감시림프절 절제술만을 시행한 유방암 환자의 단기 추적 관찰 성적
김혜경(Hye-Gyong Kim),김제룡(Je-Ryong Kim) 대한외과학회 2007 Annals of Surgical Treatment and Research(ASRT) Vol.73 No.4
Purpose: Sentinel lymph node (SLN) dissection is now a widely used and accepted method for staging the axilla in breast cancer patients. The aim of this study was to determine the rate of axillary lymphatic recurrence and metastasis in breast cancer patients who had a negative SLNB. Methods: A retrospective chart review from August of 2001 to December of 2003 was performed for all patients (n=89) who underwent a SLN biopsy and they had a negative SLN on the intraoperative frozen sections.

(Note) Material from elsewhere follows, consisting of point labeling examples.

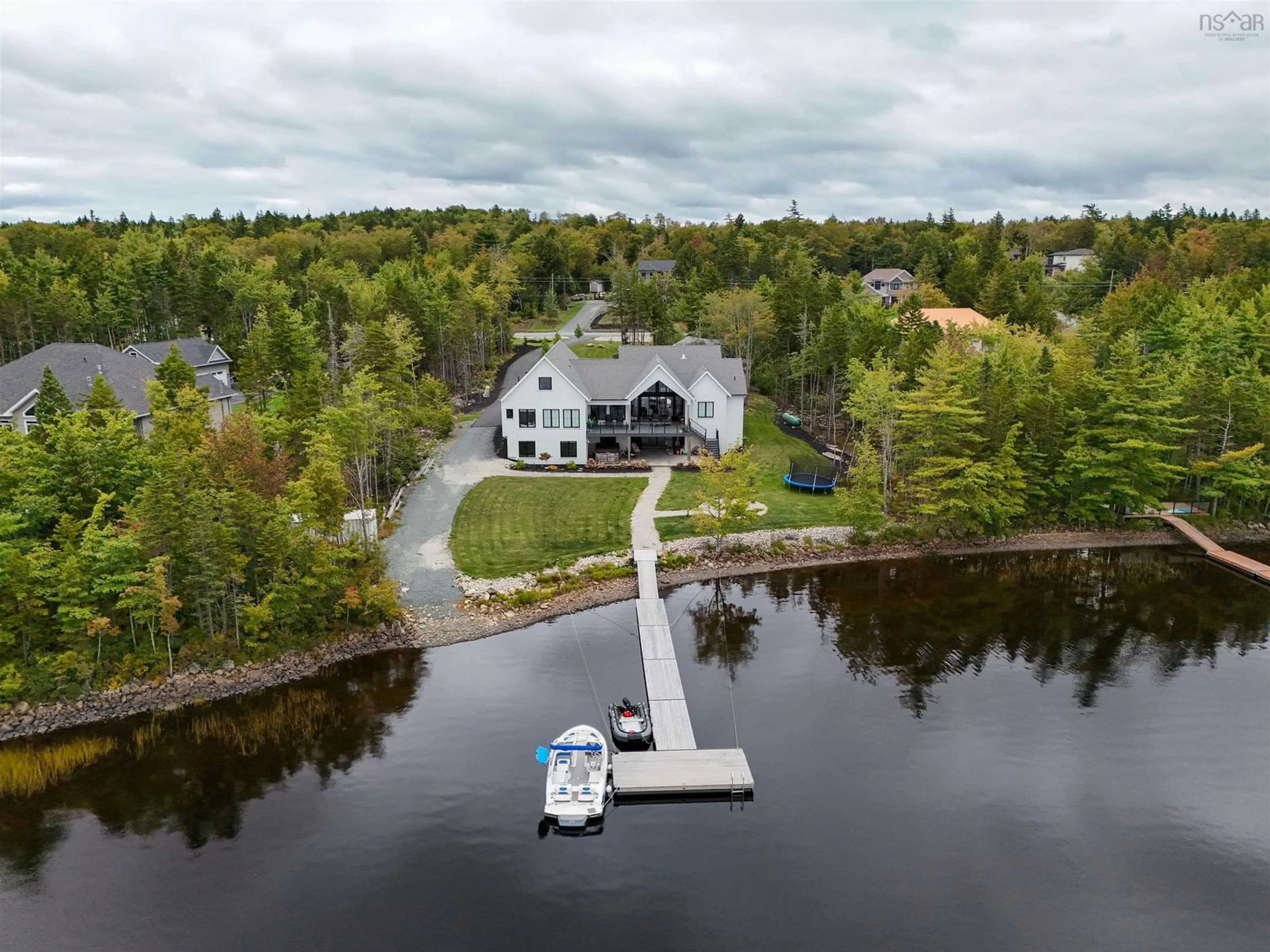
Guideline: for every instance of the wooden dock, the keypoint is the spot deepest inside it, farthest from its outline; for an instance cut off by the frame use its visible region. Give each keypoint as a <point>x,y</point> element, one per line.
<point>1222,556</point>
<point>676,767</point>
<point>683,774</point>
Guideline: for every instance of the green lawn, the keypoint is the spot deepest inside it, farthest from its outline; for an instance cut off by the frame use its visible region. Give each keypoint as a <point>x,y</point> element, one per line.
<point>771,450</point>
<point>510,525</point>
<point>596,348</point>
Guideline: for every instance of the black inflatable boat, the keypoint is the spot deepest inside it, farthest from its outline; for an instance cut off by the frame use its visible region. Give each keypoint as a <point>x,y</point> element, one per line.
<point>630,723</point>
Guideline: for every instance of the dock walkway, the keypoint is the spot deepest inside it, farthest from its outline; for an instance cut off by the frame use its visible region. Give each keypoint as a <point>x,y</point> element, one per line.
<point>1223,556</point>
<point>676,767</point>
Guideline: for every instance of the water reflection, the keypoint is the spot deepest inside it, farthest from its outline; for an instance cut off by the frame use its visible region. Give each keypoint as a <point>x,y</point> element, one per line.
<point>192,771</point>
<point>1090,615</point>
<point>723,631</point>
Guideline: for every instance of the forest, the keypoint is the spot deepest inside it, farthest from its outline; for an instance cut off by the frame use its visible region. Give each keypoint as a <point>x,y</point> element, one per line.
<point>1145,376</point>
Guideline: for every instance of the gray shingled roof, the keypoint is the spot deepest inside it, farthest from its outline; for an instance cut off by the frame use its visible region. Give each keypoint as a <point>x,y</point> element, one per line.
<point>608,379</point>
<point>195,351</point>
<point>887,275</point>
<point>75,366</point>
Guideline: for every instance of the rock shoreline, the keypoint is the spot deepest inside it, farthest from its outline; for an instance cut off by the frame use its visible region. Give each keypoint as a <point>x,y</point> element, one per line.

Any additional axillary lymph node dissection was not performed even when the sentinel lymph node(s) were found to be positive by the permanent pathology. The patients received appropriate adjuvant therapy according to the characteristics of the primary tumor. All the patients who had breast conserving surgery received postoperative radiotherapy to the remaining breast, but not to the axilla. Results: A mean of 4.92 LNs were removed per patient. Among the 89 patients whose sentinel lymph nodes were tumor-free on frozen section, 9 patients had metastatic lymph nodes on the permanent pathology. All the metastases were micrometastasis. Over a mean follow-up period of 53 months, one patient died of liver metastasis and one patient developed n ipsilateral breast recurrence. Only one patient developed an axillary recurrence. Conclusion: SLNB provides accurate staging of breast cancer and this might be a good alternative to routine axillary lymph node dissection with incurring less surgical morbidity.